Claude-Powered Markdown Wikis Beat RAG for Personal Knowledge
Andrej Karpathy's LLM wiki uses Claude to auto-organize raw markdown into linked, indexed notes—setup in 5 minutes, handles 100 docs/500k words, cuts token use 95% vs RAG by reading relationships instead of embeddings.
Setup Claude Wiki in 5 Minutes for Compounding Knowledge
Paste Karpathy's gist prompt into Claude Code (via terminal or VS Code) to initialize a vault: creates /raw for source docs, /wiki for organized output, index.md listing concepts/entities/sources/people/comparisons, log.md for operation history, and claude.md defining project rules. Use free Obsidian as visual frontend for graph view of backlinks/tags. Drop raw content (e.g., PDFs, web clips via Obsidian Web Clipper extension set to /raw) and command Claude: "Ingest file"—it chunks into 5-25 linked MD pages per article, extracts tags/authors/takeaways, builds relationships (e.g., one AI-2027 article yielded 23 pages: 1 source, 6 people, 5 orgs, 1 AI system, multiple concepts). Batch ingest scales: 36 YouTube transcripts in 14 minutes auto-linked tools like Claude Code/WAT framework across videos, revealing patterns without manual work. Customize via claude.md (e.g., flat structure for personal brain vs subfolders like /tools/ /techniques for YouTube wiki). Patiently wait 10-14 minutes per batch as Claude reasons on granularity/focus.
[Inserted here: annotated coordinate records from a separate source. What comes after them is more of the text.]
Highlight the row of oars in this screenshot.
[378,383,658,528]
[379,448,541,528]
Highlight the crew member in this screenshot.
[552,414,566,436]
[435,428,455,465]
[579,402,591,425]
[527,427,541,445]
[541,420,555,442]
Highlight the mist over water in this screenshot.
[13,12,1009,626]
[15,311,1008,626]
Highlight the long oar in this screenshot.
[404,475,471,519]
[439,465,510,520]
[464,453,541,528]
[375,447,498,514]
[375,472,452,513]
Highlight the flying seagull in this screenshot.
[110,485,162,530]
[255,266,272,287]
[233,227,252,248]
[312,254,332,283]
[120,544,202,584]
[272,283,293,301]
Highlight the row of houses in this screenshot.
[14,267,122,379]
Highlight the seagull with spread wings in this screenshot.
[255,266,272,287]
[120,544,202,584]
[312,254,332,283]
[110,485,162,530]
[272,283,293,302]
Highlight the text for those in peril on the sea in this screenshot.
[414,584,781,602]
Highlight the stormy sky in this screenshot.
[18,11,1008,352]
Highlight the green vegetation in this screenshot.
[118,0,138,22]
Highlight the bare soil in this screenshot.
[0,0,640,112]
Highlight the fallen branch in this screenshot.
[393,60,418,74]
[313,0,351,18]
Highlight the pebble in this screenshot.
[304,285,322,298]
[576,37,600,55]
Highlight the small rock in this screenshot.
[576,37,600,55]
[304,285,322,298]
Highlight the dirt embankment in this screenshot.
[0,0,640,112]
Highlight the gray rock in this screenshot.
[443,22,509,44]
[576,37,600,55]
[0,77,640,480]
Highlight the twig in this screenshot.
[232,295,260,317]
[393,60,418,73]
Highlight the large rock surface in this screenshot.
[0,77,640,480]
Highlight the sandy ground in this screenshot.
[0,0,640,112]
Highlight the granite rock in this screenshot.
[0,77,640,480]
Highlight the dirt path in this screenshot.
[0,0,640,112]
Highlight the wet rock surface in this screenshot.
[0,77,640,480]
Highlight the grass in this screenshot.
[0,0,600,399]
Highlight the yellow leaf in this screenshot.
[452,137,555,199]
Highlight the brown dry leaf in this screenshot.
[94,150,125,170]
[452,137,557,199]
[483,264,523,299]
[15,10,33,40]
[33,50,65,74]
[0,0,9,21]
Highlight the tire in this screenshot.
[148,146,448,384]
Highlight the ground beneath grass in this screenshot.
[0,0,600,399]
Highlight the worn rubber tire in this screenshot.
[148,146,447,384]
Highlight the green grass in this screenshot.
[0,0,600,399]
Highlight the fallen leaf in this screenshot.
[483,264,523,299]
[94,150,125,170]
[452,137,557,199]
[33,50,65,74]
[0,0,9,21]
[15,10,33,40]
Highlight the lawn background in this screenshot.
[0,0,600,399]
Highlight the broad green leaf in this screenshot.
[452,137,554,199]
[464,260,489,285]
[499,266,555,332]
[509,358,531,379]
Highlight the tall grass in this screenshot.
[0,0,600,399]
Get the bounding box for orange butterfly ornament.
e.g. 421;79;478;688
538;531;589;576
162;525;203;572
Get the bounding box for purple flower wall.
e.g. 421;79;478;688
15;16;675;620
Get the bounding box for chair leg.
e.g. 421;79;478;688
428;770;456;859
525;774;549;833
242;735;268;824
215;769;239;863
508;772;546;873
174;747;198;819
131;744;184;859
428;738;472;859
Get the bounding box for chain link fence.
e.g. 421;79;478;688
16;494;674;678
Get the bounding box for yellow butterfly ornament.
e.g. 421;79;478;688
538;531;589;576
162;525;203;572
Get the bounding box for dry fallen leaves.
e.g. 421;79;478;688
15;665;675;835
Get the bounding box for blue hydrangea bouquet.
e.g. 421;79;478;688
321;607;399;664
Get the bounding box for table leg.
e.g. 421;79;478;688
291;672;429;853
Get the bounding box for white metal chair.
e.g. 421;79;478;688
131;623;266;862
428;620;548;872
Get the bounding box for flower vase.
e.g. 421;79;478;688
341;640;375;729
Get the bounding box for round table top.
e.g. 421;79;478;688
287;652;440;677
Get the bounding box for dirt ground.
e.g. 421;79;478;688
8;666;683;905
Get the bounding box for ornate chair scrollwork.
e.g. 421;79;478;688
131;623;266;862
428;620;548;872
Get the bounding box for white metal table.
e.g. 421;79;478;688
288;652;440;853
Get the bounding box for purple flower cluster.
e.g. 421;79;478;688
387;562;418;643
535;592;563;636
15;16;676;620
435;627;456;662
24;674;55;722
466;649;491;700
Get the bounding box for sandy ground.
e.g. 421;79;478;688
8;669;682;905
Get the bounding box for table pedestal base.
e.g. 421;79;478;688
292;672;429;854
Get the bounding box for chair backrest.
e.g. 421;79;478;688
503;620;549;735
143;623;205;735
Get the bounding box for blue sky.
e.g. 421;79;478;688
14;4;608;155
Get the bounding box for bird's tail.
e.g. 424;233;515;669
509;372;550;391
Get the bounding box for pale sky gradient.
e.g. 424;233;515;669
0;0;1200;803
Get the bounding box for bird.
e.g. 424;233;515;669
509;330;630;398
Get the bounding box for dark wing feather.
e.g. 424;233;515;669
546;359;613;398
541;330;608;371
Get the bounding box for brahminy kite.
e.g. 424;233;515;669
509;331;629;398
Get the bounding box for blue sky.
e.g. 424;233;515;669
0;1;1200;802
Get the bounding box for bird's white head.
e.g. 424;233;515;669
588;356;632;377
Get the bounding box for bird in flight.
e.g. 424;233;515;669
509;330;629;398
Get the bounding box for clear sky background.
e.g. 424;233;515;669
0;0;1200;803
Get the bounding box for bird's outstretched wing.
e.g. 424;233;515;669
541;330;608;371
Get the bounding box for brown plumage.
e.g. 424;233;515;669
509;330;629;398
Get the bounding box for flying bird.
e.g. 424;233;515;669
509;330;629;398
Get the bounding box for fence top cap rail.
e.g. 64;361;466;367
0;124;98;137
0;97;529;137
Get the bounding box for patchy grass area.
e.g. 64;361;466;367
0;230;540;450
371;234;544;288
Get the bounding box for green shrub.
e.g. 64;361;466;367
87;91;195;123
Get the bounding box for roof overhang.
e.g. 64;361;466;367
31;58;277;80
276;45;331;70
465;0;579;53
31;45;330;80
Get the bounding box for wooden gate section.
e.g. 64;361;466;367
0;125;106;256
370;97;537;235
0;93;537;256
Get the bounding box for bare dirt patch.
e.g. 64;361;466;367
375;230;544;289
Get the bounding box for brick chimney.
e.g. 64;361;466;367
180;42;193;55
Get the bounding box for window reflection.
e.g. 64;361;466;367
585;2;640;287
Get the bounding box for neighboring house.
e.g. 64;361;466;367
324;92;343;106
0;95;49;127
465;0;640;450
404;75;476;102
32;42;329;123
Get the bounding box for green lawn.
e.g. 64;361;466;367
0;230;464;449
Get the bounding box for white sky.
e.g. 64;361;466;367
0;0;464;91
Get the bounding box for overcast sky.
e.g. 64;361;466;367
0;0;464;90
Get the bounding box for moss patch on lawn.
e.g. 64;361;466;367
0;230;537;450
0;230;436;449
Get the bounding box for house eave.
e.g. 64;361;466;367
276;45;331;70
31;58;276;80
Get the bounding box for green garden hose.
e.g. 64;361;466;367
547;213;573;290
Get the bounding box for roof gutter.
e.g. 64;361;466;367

Query and Maintain for Deeper Insights Than Ephemeral Chat
Claude reads full wiki/index/log for queries, following links for context (e.g., click "OpenAI" from source to related model spec/psychology pages). Auto-maintains summaries/index, identifies gaps (e.g., "Fetch articles on compute scaling"), runs "lint" checks for inconsistencies/missing data via web searches/new connections. Add hot.md cache (500 chars recent updates) for agent efficiency. Relationships compound: backlinks connect video techniques to tools, enabling pattern discovery (e.g., MCP servers across 36 videos). Token savings hit 95% on 383 files/100+ transcripts—one user query dropped from massive context to compact wiki reads. Linting ensures scalability; log tracks every update.
Outperforms RAG for Small-Scale: Simpler, Cheaper, Relational
Skip vector DBs/embeddings/chunking—markdown files alone suffice for <500k words/100 docs, as LLM navigates explicit links/index vs similarity search. RAG needs ongoing compute/storage; wiki costs only ingest/query tokens (free infra). Deeper reasoning from relationships ("OpenAI links to governance/geopolitics") beats RAG's shallow chunks. Trade-off: scales poorly beyond small wikis (use RAG for massive corpora). Persists knowledge like "tireless colleague"—integrate via claude.md paths (e.g., executive agent reads /wiki/index/hot cache only if needed, avoiding always-on context bloat). Prompt Claude to build from high-level ideas ("Implement Karpathy's vague gist as my AI research brain"), customizing per use (YouTube vs personal).